Los últimos años de colegio no serían lo mismo sin la charla familiar sobre: ¿y ya sabe qué va estudiar? Cuando comienza la búsqueda de una carrera que además de prometer buen futuro profesional, garantice las finanzas ya sea para independizarse, apoyar a la familia o seguir creciendo en el campo laboral. Pero muchos nos preguntamos, ¿enserio vale la pena toda la espera?

Esa que puede tardar de 3 a 6 años (incluso más dependiendo del juicio que haya) y que está llena de trasnochos, felicidad, frustraciones, triunfos, amigos, aprendizaje, ilusiones, entre otras experiencias que hacen crecer de manera integral. Lo cierto es que prepararse como técnico, tecnólogo, especialista o profesional, va más allá de un resultado y todo el proceso es aprendizaje. En esa medida, la motivación inicial está en aprovechar el cambio de rutina para aprender y disfrutar de la vida.
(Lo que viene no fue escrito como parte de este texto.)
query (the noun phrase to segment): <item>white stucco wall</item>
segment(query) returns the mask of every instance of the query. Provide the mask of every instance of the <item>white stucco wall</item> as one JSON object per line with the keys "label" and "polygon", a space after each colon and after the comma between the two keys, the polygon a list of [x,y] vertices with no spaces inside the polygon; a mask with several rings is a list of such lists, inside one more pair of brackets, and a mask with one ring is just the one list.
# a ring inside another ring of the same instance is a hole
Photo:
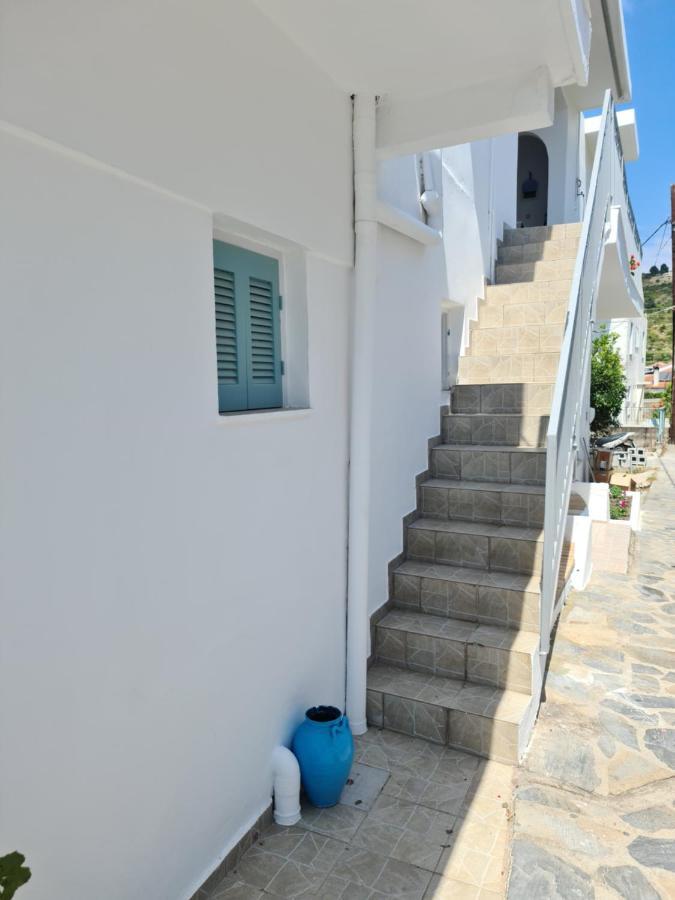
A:
{"label": "white stucco wall", "polygon": [[462,346],[493,277],[497,241],[515,226],[517,158],[517,135],[441,152],[447,296],[466,309]]}
{"label": "white stucco wall", "polygon": [[415,475],[440,432],[442,248],[388,228],[378,233],[374,348],[369,608],[388,599],[389,562],[401,553],[402,518],[415,509]]}
{"label": "white stucco wall", "polygon": [[229,424],[210,215],[0,160],[0,846],[25,900],[178,900],[343,702],[351,274],[309,257],[312,410]]}
{"label": "white stucco wall", "polygon": [[1,119],[351,260],[349,94],[247,0],[9,0]]}
{"label": "white stucco wall", "polygon": [[577,196],[577,178],[583,181],[580,147],[584,135],[580,112],[568,102],[561,88],[555,92],[553,125],[531,132],[542,139],[548,150],[548,223],[578,222],[582,198]]}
Por otro lado, de acuerdo con el último reporte que presentó el Observatorio Laboral para la Educación (OLE), ha habido un incremento en los salarios y las oportunidades laborales para los que se preparan en diferentes campos del conocimiento. Según ese mismo informe, el salario promedio de un recién graduado de técnica profesional es 40% mayor al que recibe una persona que solo obtuvo un título de bachiller, los porcentajes también aumentan para las demás carreras.

Se menciona además que, para el año 2015, los programas del SENA que presentaron una mayor tasa de vinculación laboral fueron los relacionados a las áreas de salud (68%), ocupaciones de dirección y gerencia (67%), ventas y servicios (62%) y oficios, operación de equipos y transporte (56%). El 92,5% de los recién graduados de posgrados se vinculó formalmente al mercado laboral. Para los titulados en programas de educación superior en el país (pregrado) se observó una tasa de vinculación laboral del 81,2%. Esa sería la segunda motivación: más oportunidades laborales y mejores salarios para los que se animan a estudiar.

Pero es cierto eso que dicen sobre: “la carrera la hace uno mismo”. No basta con ir a “calentar puesto” o cumplir con las clases virtuales (si es carrera virtual). Se trata de proponer, de imaginar cómo desde lo que uno va aprendiendo se podría dar nuevas ideas. Inscribirse a teatro, eventos, responsabilidad social, etc., eso también hace parte de la vida académica y volverá más interesante la hoja de vida a futuro.

Entonces sí, sí vale la pena la espera, es una realidad que viven muchas personas luego de estudiar una carrera. Porque hasta para emprender es necesario tener bases académicas, no tenerlas es riesgo de fracaso. No hay que dejar pasar el tiempo de oro que tenemos todos para estudiar.